Grey is very Austen – there is even a Miss Grey who mucks up the works for Marianne is Sense and Sensibility– and I once wrote an essay called “Getting Used to Grey,” about the seasonal shift in New York from the bright sun of the fall to the blanket of gloom that descends on the region around Thanksgiving, not to leave us until May.

This is the season of being inside, of tea and books, of distractions that take us away from the weather, which is certainly a character in much of Austen. An easy nemesis to many plans, it drives her heroines indoors, relegating them to endless games of whist or piquet or performances on the pianoforte. Indeed, there must be university shelves filled with weather as subject in the novels of Austen.

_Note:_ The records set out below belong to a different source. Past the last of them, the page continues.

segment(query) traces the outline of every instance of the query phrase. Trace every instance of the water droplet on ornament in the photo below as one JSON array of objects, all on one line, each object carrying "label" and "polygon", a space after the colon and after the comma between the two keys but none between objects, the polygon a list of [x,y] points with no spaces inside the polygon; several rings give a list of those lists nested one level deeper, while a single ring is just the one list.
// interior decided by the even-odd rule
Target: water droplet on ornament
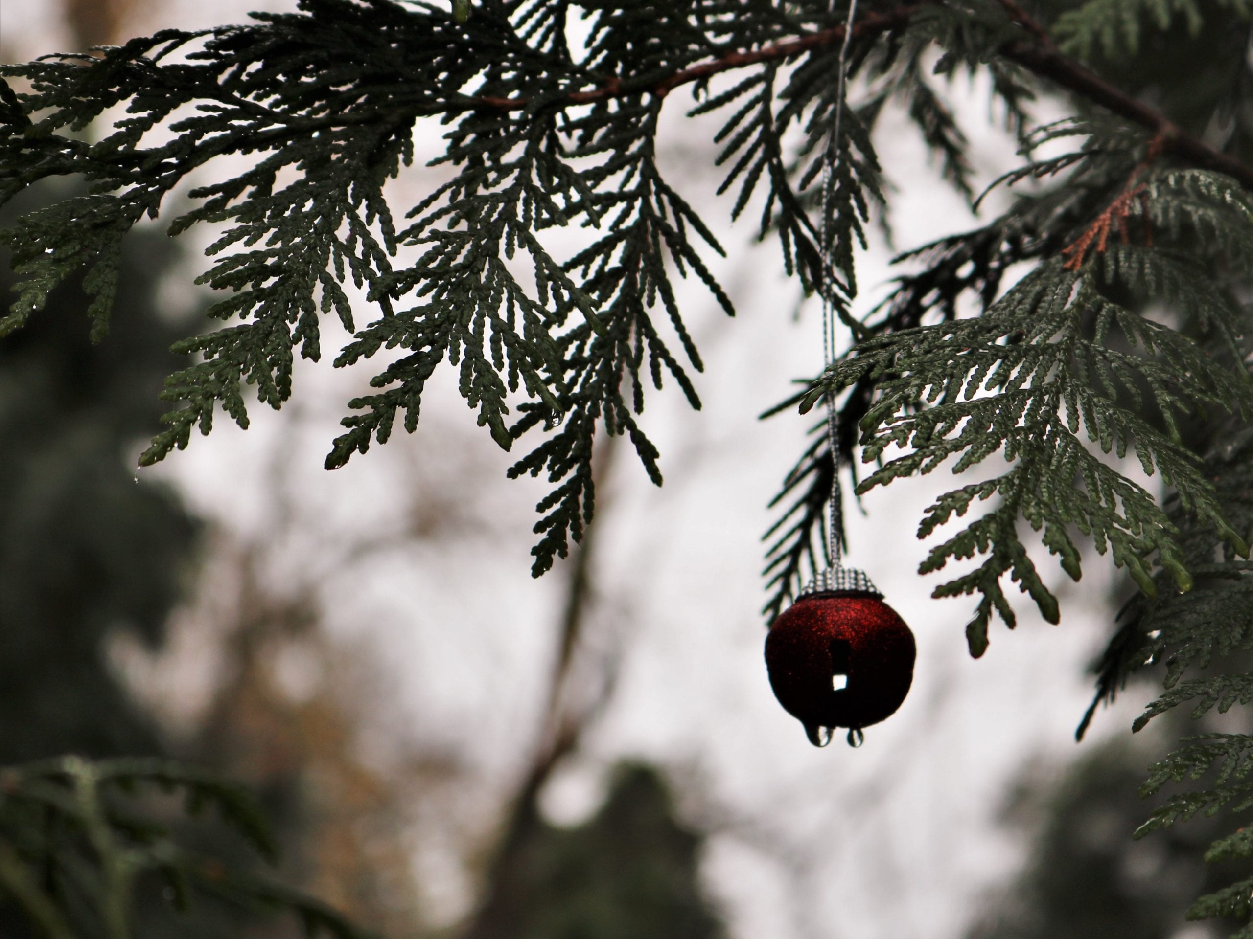
[{"label": "water droplet on ornament", "polygon": [[831,739],[836,735],[834,727],[819,727],[817,724],[806,724],[804,735],[809,737],[809,742],[817,747],[823,747],[831,742]]}]

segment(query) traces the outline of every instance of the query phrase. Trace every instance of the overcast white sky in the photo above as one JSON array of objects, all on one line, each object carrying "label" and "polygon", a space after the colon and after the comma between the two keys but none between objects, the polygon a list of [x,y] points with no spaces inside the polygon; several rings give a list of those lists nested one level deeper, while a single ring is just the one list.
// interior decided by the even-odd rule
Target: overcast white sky
[{"label": "overcast white sky", "polygon": [[[49,5],[0,3],[6,49],[61,48]],[[150,20],[195,28],[238,21],[248,9],[293,6],[165,0]],[[971,156],[992,178],[1011,165],[1014,148],[987,129],[977,88],[957,83],[950,91],[962,103]],[[684,104],[683,94],[668,103],[663,159],[728,248],[729,257],[710,265],[739,317],[727,322],[694,284],[680,294],[708,367],[698,381],[705,407],[693,413],[673,387],[654,393],[644,424],[662,448],[665,487],[652,487],[626,453],[606,486],[596,616],[628,651],[611,707],[545,804],[575,820],[595,806],[606,766],[623,756],[658,760],[675,769],[692,810],[722,826],[707,874],[739,939],[951,939],[1022,856],[997,813],[1026,761],[1046,765],[1075,751],[1074,726],[1090,696],[1084,667],[1106,636],[1110,578],[1093,558],[1084,582],[1068,587],[1045,561],[1063,596],[1063,625],[1048,626],[1019,603],[1017,632],[995,626],[989,652],[972,661],[964,639],[972,602],[930,600],[933,578],[916,575],[926,551],[913,536],[917,520],[952,477],[938,472],[876,491],[865,515],[850,505],[851,560],[912,626],[916,679],[901,711],[871,727],[861,750],[806,742],[766,681],[758,540],[769,523],[766,503],[809,418],[763,423],[757,414],[821,366],[818,309],[793,319],[797,290],[777,247],[756,244],[752,209],[747,224],[727,223],[729,204],[714,197],[718,178],[709,169],[713,125],[685,123]],[[877,143],[900,187],[900,248],[972,224],[900,121],[885,120]],[[429,179],[415,170],[396,192],[421,194]],[[556,238],[575,244],[579,233]],[[876,243],[860,259],[862,310],[890,277],[887,258]],[[297,522],[296,535],[273,546],[274,576],[298,577],[328,542],[393,521],[393,507],[407,498],[400,487],[411,481],[401,454],[425,453],[434,466],[429,483],[494,518],[492,541],[401,552],[331,577],[322,591],[327,621],[346,641],[375,650],[380,685],[396,690],[388,746],[450,735],[475,754],[482,774],[507,779],[534,731],[564,586],[560,571],[539,582],[528,576],[530,506],[540,490],[504,480],[509,457],[471,427],[450,374],[424,406],[431,428],[388,444],[395,453],[376,447],[343,471],[323,472],[343,402],[361,383],[335,373],[330,358],[302,364],[296,408],[257,409],[246,433],[223,419],[212,437],[153,472],[175,481],[198,511],[256,536],[273,522],[269,470],[279,459]],[[441,475],[449,441],[459,448],[454,468],[477,467],[474,486],[459,483],[460,470]],[[1128,701],[1101,714],[1095,736],[1125,732],[1138,710]],[[457,888],[449,883],[445,901],[455,909]]]}]

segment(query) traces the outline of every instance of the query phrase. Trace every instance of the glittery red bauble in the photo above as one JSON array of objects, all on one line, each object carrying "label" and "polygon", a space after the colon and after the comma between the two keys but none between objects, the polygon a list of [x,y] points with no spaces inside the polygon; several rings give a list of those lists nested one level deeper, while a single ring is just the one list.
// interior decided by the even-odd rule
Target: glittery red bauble
[{"label": "glittery red bauble", "polygon": [[774,696],[814,742],[819,727],[860,730],[892,715],[910,691],[913,657],[910,627],[868,591],[806,593],[766,636]]}]

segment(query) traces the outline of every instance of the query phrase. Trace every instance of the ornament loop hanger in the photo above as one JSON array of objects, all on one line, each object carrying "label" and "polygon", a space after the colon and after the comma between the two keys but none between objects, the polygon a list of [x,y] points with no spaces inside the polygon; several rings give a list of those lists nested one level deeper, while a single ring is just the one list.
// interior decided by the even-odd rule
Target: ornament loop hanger
[{"label": "ornament loop hanger", "polygon": [[[831,0],[831,13],[836,10],[836,0]],[[848,71],[848,46],[853,36],[853,18],[857,15],[857,0],[848,4],[848,19],[845,23],[845,38],[840,46],[840,74],[836,79],[836,108],[831,128],[827,131],[827,143],[823,153],[822,165],[822,280],[819,293],[822,294],[822,362],[823,371],[831,371],[836,362],[836,314],[834,314],[834,245],[832,245],[831,232],[831,200],[832,189],[836,183],[836,170],[840,167],[840,123],[845,110],[845,79]],[[878,593],[878,588],[871,582],[863,571],[843,565],[843,491],[840,483],[840,411],[836,407],[834,392],[826,396],[827,403],[827,447],[831,449],[831,517],[827,522],[827,570],[818,573],[801,591],[804,593],[821,593],[827,591],[863,591]]]}]

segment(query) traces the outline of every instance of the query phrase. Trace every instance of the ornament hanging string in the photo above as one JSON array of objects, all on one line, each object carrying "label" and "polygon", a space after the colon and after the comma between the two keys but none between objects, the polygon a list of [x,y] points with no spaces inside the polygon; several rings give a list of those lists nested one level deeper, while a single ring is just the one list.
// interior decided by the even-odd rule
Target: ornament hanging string
[{"label": "ornament hanging string", "polygon": [[[836,11],[836,0],[831,0],[831,13]],[[857,0],[848,4],[848,19],[845,23],[845,39],[840,46],[840,74],[836,79],[836,108],[827,131],[827,145],[822,165],[822,363],[823,371],[829,371],[836,362],[836,316],[834,316],[834,245],[831,244],[831,200],[834,187],[836,169],[840,167],[840,121],[845,110],[845,76],[848,70],[848,46],[853,38],[853,18],[857,15]],[[836,408],[834,392],[827,393],[827,446],[831,448],[831,520],[827,560],[832,570],[843,566],[843,493],[840,486],[840,412]],[[850,740],[850,742],[852,742]]]}]

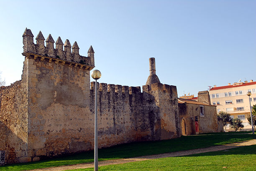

I am once more getting used to grey, battling my own tendency to stay indoors, and argue the impossibility of going out. Thank goodness dogs needs walking, errands need running, and bodies need exercise.

‘Tis the season of grey. And the return of rain.

Chaos and Comfort

It is always most evident that in times of great chaos a need arises for the utmost of comforts.

For some, it’s sports. For others, TV. For me, Austen suffices.

I have read most of her novels but am now listening to the most excellent Rosamund Pike on Audible. In order of publication, the glorious Sense and Sensibility, then the brilliant Pride and Prejudice.

I cannot describe how many hours my household spent watching the A&E P&P released in the 1990s, replete with the screeching Mrs. Bennett, and the ass-kissing Mr. Collins. But it is the extraordinary Anna Chancellor, who plays Caroline Bingley, that is most memorable, certainly for all the wonderful parts she has played over the years, but mostly for her “Duckface” moniker, aptly named by Hugh Grant in Four Weddings and a Funeral.

Why Duckface now? Because there is a marvelous scene where Caroline critiques Darcy’s handwriting, as he attempts to write a letter to his sister. She is all desperation, for of course she dreams of Darcy for herself.

Mr. Darcy was writing, and Miss Bingley, seated near him, was watching the progress of his letter and repeatedly calling off his attention by messages to his sister. Mr. Hurst and Mr. Bingley were at piquet, and Mrs. Hurst was observing their game.

Elizabeth took up some needlework, and was sufficiently amused in attending to what passed between Darcy and his companion. The perpetual commendations of the lady, either on his handwriting, or on the evenness of his lines, or on the length of his letter, with the perfect unconcern with which her praises were received, formed a curious dialogue, and was exactly in union with her opinion of each.

"How delighted Miss Darcy will be to receive such a letter!"

He made no answer.

"You write uncommonly fast."

"You are mistaken. I write rather slowly."

"How many letters you must have occasion to write in the course of a year! Letters of business, too! How odious I should think them!"

"It is fortunate, then, that they fall to my lot instead of yours."

"Pray tell your sister that I long to see her."

"I have already told her so once, by your desire."

"I am afraid you do not like your pen. Let me mend it for you. I mend pens remarkably well."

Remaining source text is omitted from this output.